Her love of animals isn’t restricted to horses. In addition to her horse and dogs, she has four donkeys, three cats, and an assortment of chickens.
It is no surprise that her artwork features an array of creatures. A Yellowstone National Park series is in progress which, when completed, will consist of about 20 pieces. One painting, titled “Old Soul,” was begun in October and showcases a white wolf. It gazes at a painting of a buffalo across the room. “The eyes take a lot of doing,” Hartman explains. “I don’t feel I have captured him quite yet; I’m still working on it. He was at a wolf and grizzly bear sanctuary in Montana that my husband and I visited.” Photography helps her connect with her subjects. “It’s harder when I don’t take the photos myself.”
Recently, she worked on a commissioned piece of a seven-foot buffalo. “That was challenging because it was really woolly. I hadn’t done anything quite like that before,” Hartman says. “I like smooth. I think that’s why I like the horses, because of the muscles and I don’t have to do all of that hair. But now I’m learning to get the fuzz.”
Having worked with murals for years, her perspective on the size of her current paintings is different from that of many people who view them. “They’re big when I’m having to move them, but I don’t have a problem with big because I’ve done the murals,” she says. “To me, the size is a large part of the pieces. Compared to murals, they’re not that big. I’m just used to it already.”
While working primarily in oil, Hartman is experimenting with encaustic painting – a technique that uses hot wax with resin and pigments added to it. “I’ve worked with that a little, and I really love the paintings when I’ve done them,” Hartman says. “If you’ve ever seen encaustics used in big pictures, they just kind of glow. There’s something about them.”
Hartman also enjoys abstract as well as contemporary art. “Abstract is very hard. A lot of people think it’s junk or nothing or a cop-out, but it’s actually really difficult to do and it is something I’d love to try.” She admires the work of Jasper Johns and Mark Rothko.
Her oil paintings are now framed by her husband, Richard, who uses reclaimed wood. “These frames have definitely taken my art up a notch,” Hartman smiles as she points out her husband’s woodwork. “The wood is a by-product of a place we found in Atlanta. All the wood was just getting thrown in a dumpster and hauled off and burned. When we found out about it, we went out and loaded up a truckload and have done that a few times.”
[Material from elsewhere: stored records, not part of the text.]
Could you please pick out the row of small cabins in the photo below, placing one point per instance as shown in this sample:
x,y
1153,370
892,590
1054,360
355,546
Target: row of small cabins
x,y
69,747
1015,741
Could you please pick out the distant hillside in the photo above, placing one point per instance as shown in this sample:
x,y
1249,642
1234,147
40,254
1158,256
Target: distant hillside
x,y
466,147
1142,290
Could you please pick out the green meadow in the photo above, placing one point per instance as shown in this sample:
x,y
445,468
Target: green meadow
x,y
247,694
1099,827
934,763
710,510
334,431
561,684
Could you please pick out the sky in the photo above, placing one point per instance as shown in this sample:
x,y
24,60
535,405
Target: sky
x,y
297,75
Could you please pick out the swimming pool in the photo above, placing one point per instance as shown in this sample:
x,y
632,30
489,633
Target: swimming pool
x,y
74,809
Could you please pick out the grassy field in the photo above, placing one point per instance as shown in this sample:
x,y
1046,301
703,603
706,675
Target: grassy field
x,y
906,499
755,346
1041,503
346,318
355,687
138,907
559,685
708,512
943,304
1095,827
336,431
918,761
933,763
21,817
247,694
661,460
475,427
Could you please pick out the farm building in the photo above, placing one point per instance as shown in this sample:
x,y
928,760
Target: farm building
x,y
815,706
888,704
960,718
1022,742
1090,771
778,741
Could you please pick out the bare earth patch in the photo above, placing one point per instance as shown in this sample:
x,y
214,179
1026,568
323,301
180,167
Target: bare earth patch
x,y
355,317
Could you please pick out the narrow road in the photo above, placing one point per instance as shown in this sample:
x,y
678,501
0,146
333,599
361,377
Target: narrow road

Richard’s woodshop, set only a short distance away from their house, was built with some of the same wood scraps. The metal part was salvaged from an old structure on a neighboring dairy farm that blew down during a tornado. Never having done woodworking before, Richard now enjoys making other items like the table that adorns their back porch.
Some of her paintings have been purchased by Warner Brothers and are featured in The Vampire Diaries. “My most famous buyer was Neil Diamond,” says Hartman. “He purchased my flag horse ‘Let Freedom Run.’”
After a lifetime of following her passions, Hartman is now preparing to show some of her work to galleries in Arizona and New Mexico with the hope of exhibiting them. “My husband and I visited these states, and I was like, ‘Wow, this is where my stuff needs to be!’ There’s something about out there, and I just want to do those animals in that region next.” For now, she works at home with her horse, dogs, and other animals nearby, living her dream.